In a statement, the UN chief’s spokesman said that “the Secretary-General is concerned by the current upsurge in fighting in Colombia following a welcome period of de-escalation in the armed conflict.”
Ban Ki-moon called on the administration of President Juan Manuel Santos and the FARC “to resume the path toward de-escalation and accelerate the pace of the negotiations in order to restore momentum and public confidence in the process,” said the spokesman.
Violence has flared up since May 22 when, following an air strike that killed 26 guerrillas, the FARC suspended its unilateral ceasefire and began a major offensive, resulting in more than 150 attacks, most against oil and road infrastructure.
Combat between the military and the rebel group has since left more than a 1,000 displaced.
In spite of the set-back, the UN chief encouraged “the Colombian people to remain hopeful and to persist in the search for peace.”
Ban Ki-moon said he was “confident” that rebel and government negotiators “can overcome the current impasse and bring the process to a successful conclusion.”
Despite the recent uptick in violence in Colombia, negotiations between the government and the FARC continue in Havana, Cuba.

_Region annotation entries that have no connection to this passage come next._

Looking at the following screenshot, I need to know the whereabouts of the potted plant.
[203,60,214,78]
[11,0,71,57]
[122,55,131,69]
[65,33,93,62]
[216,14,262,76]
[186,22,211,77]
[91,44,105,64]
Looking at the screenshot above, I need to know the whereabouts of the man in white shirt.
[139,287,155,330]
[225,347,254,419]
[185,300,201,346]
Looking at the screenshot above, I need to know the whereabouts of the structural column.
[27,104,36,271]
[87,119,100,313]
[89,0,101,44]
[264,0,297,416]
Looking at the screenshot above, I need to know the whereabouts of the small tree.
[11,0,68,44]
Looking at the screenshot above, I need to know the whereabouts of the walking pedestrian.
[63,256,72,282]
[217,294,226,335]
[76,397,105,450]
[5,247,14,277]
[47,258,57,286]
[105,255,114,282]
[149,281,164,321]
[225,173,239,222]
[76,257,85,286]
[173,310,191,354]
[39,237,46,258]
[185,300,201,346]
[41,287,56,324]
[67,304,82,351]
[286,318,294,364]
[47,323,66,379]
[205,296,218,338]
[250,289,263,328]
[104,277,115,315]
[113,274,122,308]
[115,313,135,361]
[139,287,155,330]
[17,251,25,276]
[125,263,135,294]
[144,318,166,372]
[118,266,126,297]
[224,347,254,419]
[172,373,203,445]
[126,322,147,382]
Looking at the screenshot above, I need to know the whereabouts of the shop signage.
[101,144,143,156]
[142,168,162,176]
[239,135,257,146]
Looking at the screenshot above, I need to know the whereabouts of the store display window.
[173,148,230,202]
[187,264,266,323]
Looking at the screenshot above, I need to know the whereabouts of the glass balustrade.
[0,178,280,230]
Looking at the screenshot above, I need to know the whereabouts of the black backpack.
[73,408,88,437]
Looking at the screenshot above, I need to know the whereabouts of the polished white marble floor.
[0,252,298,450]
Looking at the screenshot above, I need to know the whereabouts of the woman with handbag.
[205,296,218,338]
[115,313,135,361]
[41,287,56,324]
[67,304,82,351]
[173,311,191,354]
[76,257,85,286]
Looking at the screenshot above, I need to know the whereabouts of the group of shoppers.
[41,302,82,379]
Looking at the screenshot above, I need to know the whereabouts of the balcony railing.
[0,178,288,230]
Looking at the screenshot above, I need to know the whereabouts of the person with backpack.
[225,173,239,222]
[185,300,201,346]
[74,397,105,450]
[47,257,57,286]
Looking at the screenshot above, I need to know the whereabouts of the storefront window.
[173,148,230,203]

The rebels and the government have since the beginning of the talks in November 2012 signed partial agreements on political participation, rural reform and the FARC’s abandoning of drug trafficking.
Before an eventual deal to end more than 50 years of conflict is signed, the negotiating teams in Havana, Cuba will have to agree on two more agenda points: Victims and End of Conflict.
These negotiations have been slow as neither party seems to know how to adequately punish war crimes committed by both parties in the past five decades and how to compensate the more than 7 million victims of the violence.